A father and a son were in a car accident. The father went home to rest. The son was taken to the hospital for minor surgery. The surgeon came in and said: "I can't operate on this boy because he's my son." How is this possible?As children of the '60s we went through all sorts of lateral thinking solutions before we got to that one: he was adopted and the doctor was his real father; the man in the car wasn't really his father but his grandfather; his father had a twin brother; he'd been abducted by aliens.
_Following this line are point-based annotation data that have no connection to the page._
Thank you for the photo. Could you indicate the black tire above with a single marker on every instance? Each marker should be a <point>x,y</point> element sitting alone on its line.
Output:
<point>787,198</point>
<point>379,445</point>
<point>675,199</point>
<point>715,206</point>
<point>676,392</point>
A woman surgeon was the very last thing we thought of.
Answer: The surgeon was his mother.
I'm frankly dismayed by the number of women students of medicine who still automatically and consistently employ the personal pronoun "he" when referring to a doctor and the strange thing is that there are more young women studying medicine than men.
But perhaps it's not all that surprising really when one of the major publishers of medical textbooks is using the image on the front cover of its current catalogue:
The message is clear if stylized: doctors are intelligent men with square jaws who look down on admiring little nurses.
While we're on the subject, has anyone else been reading Dr Crippen's ongoing diatribe against specialist nurses? I don't live in the UK and I have no experience of specialist nurses and I'm more than willing to believe that the National Health Service is slowly being flushed down the toilet, and that the usurpation by specialist nurses of some of the power traditionally held by doctors is somehow part of that process. I refuse, however, to swallow his elitist guff about a group of specialist nurses:
This gaggle of well-meaning women have neither the training nor the intellectual capacity to understand what is going on, and are incapable of making judgements.Despite Dr Crippen's protestations to the contrary, that to me is sexist language. What do you think?
Today, 8th March, has been declared blog against sexism day. That was my contribution.